Cassandra Architecture

In this tutorial, we are going to discuss about the Cassandra architecture. Apache Cassandra is a highly scalable, distributed NoSQL database designed to handle large amounts of data across many commodity servers without a single point of failure. Cassandra architecture ensures high availability, fault tolerance, and linear scalability, making it an excellent choice for systems requiring massive data storage and rapid query performance.

The Apache Cassandra architecture is designed to provide scalability, availability, and reliability to store massive amounts of data.

Cassandra common terms

Before digging deep into Cassandra architecture, let’s first go through some of its common terms:

Column: A column is a key-value pair and is the most basic unit of data structure.

Column key: Uniquely identifies a column in a row.
Column value: Stores one value or a collection of values.

Row: A row is a container for columns referenced by primary key. Cassandra does not store a column that has a null value; this saves a lot of space.

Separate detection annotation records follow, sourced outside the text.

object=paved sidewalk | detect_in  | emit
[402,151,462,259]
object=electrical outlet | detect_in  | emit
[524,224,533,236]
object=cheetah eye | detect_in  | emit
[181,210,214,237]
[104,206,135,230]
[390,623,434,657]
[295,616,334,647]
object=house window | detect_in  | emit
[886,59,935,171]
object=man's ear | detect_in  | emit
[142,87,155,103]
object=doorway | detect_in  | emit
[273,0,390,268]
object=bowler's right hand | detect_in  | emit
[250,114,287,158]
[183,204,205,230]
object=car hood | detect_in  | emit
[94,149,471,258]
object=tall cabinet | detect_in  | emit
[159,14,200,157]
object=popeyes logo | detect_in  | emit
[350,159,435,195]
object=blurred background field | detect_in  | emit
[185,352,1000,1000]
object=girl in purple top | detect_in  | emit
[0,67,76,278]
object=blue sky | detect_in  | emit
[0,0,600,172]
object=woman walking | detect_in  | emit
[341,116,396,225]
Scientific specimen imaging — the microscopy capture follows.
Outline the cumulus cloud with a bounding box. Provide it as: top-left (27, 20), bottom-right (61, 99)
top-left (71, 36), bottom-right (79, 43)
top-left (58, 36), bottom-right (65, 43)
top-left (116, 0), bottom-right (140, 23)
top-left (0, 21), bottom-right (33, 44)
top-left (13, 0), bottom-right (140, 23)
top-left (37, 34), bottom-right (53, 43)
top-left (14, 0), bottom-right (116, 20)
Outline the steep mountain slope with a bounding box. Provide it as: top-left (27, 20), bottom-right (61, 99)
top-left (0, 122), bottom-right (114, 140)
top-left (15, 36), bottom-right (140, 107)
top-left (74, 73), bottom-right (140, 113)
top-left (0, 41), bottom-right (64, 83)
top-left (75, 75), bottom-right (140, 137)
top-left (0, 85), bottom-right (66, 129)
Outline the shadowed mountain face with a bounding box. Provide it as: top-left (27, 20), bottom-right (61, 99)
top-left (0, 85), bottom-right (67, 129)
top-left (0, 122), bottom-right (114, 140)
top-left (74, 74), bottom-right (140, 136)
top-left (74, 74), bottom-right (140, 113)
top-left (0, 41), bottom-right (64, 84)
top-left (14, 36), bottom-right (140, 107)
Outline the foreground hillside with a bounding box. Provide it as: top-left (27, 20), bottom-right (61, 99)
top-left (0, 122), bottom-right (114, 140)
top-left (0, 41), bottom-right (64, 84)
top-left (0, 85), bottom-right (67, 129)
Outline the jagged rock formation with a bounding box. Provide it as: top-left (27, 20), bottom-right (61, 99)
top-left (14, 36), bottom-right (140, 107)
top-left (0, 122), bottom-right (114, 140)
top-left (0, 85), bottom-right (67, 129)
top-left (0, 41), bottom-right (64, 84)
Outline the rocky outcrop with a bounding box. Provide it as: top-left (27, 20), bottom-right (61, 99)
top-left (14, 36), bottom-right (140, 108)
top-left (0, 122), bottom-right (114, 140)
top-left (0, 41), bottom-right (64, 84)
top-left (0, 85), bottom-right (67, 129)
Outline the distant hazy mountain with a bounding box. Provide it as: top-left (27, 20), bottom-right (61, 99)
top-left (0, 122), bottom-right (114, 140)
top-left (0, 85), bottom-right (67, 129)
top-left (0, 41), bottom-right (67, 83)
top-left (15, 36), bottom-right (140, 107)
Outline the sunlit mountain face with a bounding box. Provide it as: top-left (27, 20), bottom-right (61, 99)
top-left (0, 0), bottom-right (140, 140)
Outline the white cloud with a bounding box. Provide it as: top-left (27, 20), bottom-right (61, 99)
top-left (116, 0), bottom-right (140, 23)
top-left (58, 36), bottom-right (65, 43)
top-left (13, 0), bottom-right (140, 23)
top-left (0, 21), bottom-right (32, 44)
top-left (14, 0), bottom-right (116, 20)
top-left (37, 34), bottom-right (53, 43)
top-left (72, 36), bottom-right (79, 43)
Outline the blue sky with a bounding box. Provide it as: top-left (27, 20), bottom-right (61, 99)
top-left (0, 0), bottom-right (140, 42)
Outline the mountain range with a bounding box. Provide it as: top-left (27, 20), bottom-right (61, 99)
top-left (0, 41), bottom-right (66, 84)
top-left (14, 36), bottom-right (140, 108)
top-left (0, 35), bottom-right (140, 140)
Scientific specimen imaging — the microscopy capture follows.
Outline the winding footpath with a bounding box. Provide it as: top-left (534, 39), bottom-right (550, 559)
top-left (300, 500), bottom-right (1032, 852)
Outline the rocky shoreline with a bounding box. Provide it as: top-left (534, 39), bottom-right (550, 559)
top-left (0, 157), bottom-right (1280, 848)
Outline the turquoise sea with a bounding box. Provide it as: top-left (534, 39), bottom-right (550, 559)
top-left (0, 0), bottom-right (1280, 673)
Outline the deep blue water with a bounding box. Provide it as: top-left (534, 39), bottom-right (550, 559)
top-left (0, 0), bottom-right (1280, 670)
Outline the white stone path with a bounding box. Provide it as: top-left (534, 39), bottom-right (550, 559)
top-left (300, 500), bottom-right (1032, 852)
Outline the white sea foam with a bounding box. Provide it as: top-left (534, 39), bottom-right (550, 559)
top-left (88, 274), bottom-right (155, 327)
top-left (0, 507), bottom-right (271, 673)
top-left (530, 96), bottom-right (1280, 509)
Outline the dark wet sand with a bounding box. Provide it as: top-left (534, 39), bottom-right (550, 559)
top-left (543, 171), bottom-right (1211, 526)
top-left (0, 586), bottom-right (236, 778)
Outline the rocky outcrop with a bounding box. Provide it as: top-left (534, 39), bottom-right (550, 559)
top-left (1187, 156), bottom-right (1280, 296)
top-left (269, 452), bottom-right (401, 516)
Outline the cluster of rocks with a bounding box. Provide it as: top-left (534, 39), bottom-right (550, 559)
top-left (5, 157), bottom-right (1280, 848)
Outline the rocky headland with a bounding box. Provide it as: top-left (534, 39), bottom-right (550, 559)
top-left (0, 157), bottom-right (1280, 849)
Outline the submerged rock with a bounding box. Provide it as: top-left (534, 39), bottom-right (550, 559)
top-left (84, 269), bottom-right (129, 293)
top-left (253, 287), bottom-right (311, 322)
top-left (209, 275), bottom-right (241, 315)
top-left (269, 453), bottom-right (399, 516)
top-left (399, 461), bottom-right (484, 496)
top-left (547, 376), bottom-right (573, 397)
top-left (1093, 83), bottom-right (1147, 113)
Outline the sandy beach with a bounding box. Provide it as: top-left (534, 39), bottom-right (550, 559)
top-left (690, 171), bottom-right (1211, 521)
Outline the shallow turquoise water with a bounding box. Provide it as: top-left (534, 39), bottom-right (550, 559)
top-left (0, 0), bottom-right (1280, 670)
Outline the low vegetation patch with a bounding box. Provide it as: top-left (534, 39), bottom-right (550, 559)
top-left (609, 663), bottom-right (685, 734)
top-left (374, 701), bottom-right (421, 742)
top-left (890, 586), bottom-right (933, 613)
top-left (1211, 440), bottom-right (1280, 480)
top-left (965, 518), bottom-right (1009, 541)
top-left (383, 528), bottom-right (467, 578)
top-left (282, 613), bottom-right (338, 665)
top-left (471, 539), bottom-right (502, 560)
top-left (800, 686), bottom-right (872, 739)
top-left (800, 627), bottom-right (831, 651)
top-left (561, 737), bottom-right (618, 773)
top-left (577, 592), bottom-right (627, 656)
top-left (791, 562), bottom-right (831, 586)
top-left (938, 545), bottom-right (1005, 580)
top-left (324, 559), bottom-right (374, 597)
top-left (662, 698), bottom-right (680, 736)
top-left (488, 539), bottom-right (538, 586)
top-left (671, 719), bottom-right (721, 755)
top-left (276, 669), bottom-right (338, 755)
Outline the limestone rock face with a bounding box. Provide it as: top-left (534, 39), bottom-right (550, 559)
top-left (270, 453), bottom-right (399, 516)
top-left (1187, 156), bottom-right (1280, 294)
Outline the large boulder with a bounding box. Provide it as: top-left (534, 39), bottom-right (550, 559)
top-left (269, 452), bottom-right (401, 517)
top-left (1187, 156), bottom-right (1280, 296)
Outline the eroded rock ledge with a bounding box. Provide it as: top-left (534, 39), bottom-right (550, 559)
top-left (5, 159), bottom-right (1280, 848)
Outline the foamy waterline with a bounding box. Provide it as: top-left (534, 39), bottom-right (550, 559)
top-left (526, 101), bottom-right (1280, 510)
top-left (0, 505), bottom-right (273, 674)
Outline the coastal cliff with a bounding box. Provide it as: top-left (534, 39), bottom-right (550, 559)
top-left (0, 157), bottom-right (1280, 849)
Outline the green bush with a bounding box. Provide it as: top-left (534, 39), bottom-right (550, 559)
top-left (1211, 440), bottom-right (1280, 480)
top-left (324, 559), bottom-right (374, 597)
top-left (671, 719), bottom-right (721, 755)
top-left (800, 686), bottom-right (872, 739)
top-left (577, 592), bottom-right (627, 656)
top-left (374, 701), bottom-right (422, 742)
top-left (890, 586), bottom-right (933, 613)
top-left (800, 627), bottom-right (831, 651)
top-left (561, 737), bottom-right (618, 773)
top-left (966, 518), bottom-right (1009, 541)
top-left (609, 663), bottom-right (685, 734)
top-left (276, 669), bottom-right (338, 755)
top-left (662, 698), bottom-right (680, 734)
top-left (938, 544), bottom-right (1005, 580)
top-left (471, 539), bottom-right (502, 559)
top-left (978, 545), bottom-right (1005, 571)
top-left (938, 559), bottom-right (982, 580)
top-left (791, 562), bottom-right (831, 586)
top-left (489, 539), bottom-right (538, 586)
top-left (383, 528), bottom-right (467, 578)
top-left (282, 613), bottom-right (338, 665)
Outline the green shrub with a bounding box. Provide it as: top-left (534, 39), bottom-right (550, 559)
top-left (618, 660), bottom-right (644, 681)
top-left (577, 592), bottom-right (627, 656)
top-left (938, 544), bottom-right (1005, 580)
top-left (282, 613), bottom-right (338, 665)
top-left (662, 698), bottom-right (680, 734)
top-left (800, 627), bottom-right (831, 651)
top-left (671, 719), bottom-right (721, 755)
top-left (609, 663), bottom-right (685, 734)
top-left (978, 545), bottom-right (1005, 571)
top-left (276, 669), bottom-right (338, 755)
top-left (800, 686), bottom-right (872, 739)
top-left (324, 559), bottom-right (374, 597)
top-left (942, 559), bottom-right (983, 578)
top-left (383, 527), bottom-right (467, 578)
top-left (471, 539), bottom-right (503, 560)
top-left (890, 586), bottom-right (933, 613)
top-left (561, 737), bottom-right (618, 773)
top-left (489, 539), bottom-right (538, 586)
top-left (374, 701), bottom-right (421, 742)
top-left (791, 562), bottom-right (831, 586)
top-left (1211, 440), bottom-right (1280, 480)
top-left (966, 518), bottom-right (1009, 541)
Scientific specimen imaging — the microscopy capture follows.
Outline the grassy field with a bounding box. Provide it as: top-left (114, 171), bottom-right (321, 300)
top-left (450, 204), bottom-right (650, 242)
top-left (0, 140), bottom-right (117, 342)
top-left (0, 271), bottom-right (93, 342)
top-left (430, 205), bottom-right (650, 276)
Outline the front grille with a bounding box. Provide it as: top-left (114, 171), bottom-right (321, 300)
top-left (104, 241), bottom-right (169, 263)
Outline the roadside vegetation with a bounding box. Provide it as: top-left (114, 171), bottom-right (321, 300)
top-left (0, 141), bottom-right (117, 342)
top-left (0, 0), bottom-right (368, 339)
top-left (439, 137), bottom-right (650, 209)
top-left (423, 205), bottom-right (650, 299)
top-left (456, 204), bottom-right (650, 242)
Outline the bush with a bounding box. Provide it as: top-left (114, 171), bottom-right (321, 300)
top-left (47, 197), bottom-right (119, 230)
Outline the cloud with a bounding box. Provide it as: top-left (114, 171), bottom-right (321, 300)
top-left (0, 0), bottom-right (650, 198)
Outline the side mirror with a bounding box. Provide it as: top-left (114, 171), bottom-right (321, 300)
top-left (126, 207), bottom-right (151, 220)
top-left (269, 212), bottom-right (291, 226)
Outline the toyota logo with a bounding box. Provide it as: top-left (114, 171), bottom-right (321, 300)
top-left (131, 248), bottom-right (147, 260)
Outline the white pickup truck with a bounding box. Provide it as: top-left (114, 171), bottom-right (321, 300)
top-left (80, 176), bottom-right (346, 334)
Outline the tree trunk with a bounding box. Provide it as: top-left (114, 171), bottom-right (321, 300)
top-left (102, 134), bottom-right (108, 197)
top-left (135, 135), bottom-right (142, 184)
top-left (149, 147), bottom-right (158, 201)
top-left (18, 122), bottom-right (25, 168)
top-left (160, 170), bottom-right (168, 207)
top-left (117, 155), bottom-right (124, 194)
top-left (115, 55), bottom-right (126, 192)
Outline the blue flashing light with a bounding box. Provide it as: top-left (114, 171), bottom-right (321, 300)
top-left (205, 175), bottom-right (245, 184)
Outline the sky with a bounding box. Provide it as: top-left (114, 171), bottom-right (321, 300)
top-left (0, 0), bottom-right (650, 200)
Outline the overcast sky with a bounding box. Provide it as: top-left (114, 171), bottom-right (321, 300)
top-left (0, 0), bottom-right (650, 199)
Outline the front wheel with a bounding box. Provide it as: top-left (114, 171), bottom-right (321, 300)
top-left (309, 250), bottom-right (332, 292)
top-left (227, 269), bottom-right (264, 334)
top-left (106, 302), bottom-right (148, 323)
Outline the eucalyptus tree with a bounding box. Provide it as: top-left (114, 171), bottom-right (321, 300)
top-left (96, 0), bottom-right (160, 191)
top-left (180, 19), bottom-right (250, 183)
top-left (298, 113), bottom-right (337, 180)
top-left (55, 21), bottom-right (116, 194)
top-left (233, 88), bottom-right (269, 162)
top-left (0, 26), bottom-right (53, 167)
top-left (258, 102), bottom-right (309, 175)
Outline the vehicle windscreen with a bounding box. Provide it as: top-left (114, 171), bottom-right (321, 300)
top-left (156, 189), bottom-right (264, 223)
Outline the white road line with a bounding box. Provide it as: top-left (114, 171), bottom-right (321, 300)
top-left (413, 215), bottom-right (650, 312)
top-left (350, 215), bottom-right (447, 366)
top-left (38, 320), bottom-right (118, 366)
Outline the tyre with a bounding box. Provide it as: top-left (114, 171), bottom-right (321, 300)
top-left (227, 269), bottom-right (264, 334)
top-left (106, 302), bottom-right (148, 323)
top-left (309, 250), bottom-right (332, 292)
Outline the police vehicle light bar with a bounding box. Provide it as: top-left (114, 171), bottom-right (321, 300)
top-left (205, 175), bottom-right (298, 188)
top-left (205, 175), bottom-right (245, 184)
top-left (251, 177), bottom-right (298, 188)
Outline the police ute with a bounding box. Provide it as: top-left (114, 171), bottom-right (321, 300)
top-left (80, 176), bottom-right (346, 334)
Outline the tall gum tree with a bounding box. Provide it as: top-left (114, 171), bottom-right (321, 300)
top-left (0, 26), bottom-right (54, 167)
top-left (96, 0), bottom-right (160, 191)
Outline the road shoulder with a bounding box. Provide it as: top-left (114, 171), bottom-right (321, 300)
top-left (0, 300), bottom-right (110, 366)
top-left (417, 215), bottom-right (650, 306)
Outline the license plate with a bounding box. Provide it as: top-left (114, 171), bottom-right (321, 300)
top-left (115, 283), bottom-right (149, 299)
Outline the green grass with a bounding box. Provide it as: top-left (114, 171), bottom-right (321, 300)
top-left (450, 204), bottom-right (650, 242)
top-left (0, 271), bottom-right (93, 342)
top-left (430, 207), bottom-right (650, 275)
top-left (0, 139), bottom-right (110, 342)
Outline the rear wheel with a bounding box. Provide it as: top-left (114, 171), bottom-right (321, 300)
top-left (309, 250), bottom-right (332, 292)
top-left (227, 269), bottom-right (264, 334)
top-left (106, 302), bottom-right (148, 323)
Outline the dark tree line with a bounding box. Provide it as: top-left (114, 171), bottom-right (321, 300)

Table: A table is a container of rows. A table in Cassandra, similar to a table in a relational database, is a collection of rows, but it has a more flexible structure. While relational tables have a fixed schema, Cassandra tables can have rows with varying numbers of columns.

Keyspace: Keyspace is a container for tables that span over one or more Cassandra nodes.

Cluster: Container of Keyspaces is called a cluster.

Node: Node refers to a computer system running an instance of Cassandra. A node can be a physical host, a machine instance in the cloud, or even a Docker container.

NoSQL: Cassandra is a NoSQL database which means we cannot have joins between tables, there are no foreign keys, and while querying, we cannot add any column in the where clause other than the primary key. These constraints should be kept in mind before deciding to use Cassandra.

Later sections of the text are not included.